Left: my tracing. Right: Christiaan Tonnis, Female Warrior #17 “Cutting Edge of Will”, graphite pencil on paper, 1992 — CC BY-SA 2.0, via Wikimedia Commons.
Another female warrior — Cutting Edge of Will. I find the shape next to the lips so intriguing. I’ve been looking for an inner image here, like in Extinction, and I haven’t found one — though I suspect there is one. The longer I look at it, the more I notice: the black fluid running alongside the nose, which I only realized was fluid once I saw the shape it takes crossing past her lips. The possible body of water at the bottom. The noisiness of the lines above her head. There are subtle blocks, like pieces of tape, in pairs at the center. The walls behind her could be a prison, or a mental hospital — though his title talks about will.
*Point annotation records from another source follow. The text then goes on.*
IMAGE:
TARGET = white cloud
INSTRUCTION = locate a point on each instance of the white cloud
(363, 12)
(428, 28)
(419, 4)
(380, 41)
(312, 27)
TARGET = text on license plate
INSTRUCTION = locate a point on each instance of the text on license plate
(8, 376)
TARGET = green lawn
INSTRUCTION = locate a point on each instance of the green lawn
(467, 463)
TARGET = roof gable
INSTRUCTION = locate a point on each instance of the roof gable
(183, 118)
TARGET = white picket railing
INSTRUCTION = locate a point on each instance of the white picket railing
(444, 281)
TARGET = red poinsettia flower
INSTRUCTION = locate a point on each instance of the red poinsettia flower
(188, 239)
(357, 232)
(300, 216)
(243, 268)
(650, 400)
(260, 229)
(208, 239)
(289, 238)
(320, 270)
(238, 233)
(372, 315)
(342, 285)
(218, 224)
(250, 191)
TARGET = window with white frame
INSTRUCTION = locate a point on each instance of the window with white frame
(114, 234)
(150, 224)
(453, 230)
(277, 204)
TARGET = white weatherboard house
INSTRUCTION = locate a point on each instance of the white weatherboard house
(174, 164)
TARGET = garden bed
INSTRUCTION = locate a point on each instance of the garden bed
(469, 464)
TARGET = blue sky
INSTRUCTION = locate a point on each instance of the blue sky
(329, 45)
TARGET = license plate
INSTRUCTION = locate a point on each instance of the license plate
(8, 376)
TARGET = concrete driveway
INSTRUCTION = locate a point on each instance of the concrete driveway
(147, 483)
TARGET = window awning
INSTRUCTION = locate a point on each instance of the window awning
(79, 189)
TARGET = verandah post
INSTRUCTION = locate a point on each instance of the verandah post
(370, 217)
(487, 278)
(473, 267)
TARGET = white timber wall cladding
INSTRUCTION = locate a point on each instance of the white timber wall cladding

This one has a lot of scribbles on it — holding lines, covering the face, and it’s hard to tell which lines are which. It’s an implied line, even down to the jaw.
I just absolutely love her mysterious eyelashes — could they even be people? He’s got these remarkable shapes along the nose. There’s a hand again, perfect, with fingernails, little blocks; I drew the hand next, it was so hard to see.
Perhaps it’s a kind of hatching, but I noticed that around the eyes, it’s less scribbled — that’s where I started, afterwards hesitantly adding the eyelashes in blue this time.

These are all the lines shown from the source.